In the 14 days before illness onset, 71% of case-patients and 74% of control-participants reported always using cloth face coverings or other mask types when in public. Close contact with one or more persons with known COVID-19 was reported by 42% of case-patients compared with 14% of control-participants (p<0.01), and most (51%) close contacts were family members.
In another study done in 2006 on Biodefense Strategy, Practice, and Science, Penn State University hosts the study which actually looked at the use of face masks during the SARS outbreak in Asia.
In Asia during the SARS period, many people in the affected communities wore surgical masks when in public. But studies have shown that the ordinary surgical mask does little to prevent inhalation of small droplets bearing influenza virus. The pores in the mask become blocked by moisture from breathing, and the air stream simply diverts around the mask. There are few data available to support the efficacy of N95 or surgical masks outside a healthcare setting. N95 masks need to be fit-tested to be efficacious and are uncomfortable to wear for more than an hour or two. More important, the supplies of such masks are too limited to even ensure that hospitals will have necessary reserves.

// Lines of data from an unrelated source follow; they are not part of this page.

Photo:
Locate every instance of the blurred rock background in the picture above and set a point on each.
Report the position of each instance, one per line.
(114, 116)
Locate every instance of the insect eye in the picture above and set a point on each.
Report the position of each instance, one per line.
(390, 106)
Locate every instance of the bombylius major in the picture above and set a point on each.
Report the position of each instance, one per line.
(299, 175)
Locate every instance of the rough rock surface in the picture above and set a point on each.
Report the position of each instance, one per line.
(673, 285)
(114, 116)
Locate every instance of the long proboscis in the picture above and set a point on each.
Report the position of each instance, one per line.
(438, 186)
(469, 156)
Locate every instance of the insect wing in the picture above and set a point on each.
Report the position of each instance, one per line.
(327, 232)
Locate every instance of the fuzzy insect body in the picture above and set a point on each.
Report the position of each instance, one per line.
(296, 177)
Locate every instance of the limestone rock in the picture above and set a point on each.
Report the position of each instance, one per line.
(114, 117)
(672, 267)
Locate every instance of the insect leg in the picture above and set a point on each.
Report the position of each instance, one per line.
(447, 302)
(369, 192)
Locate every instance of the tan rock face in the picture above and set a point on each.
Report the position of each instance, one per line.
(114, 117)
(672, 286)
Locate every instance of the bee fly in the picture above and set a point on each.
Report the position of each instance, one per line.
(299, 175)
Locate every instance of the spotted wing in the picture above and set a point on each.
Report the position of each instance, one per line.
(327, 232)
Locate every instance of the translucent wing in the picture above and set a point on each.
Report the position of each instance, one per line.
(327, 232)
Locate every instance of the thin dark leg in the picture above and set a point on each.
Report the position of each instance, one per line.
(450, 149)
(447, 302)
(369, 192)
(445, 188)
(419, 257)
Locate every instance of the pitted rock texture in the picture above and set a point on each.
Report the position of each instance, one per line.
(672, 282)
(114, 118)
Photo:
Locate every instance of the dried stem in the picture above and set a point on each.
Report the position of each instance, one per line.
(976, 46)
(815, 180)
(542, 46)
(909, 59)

So what has changed? You can’t argue the difference between the spread of influenza and SARS-CoV-2 as transmission is the same, coronavirus is in fact a cold virus, and the study looked at a SARS outbreak. It is directly related, regardless of the COVID19 origin. In fact, the study recommends against quarantine as well.
Quarantine. As experience shows, there is no basis for recommending quarantine either of groups or individuals. The problems in implementing such measures are formidable, and secondary effects of absenteeism and community disruption as well as possible adverse consequences, such as loss of public trust in government and stigmatization of quarantined people and groups, are likely to be considerable.
So I ask again – what changed? If we have all of this information that contradicts the public health practices enforced by politicians, why are we ignoring the science?
In fact, we are told that we are to wear masks because we don’t know if we are infected without symptoms – or asymptomatic – so the mask is to protect others and not ourselves. This logic has to be questioned too, as even the NIH has a study posted on pubmed that looked at this possibility and found it to be unlikely.
Results: The median contact time for patients was four days and that for family members was five days. Cardiovascular disease accounted for 25% among original diseases of patients. Apart from hospital staffs, both patients and family members were isolated medically. During the quarantine, seven patients plus one family member appeared new respiratory symptoms, where fever was the most common one. The blood counts in most contacts were within a normal range. All CT images showed no sign of COVID-19 infection. No severe acute respiratory syndrome coronavirus 2 (SARS-CoV-2) infections was detected in 455 contacts by nucleic acid test.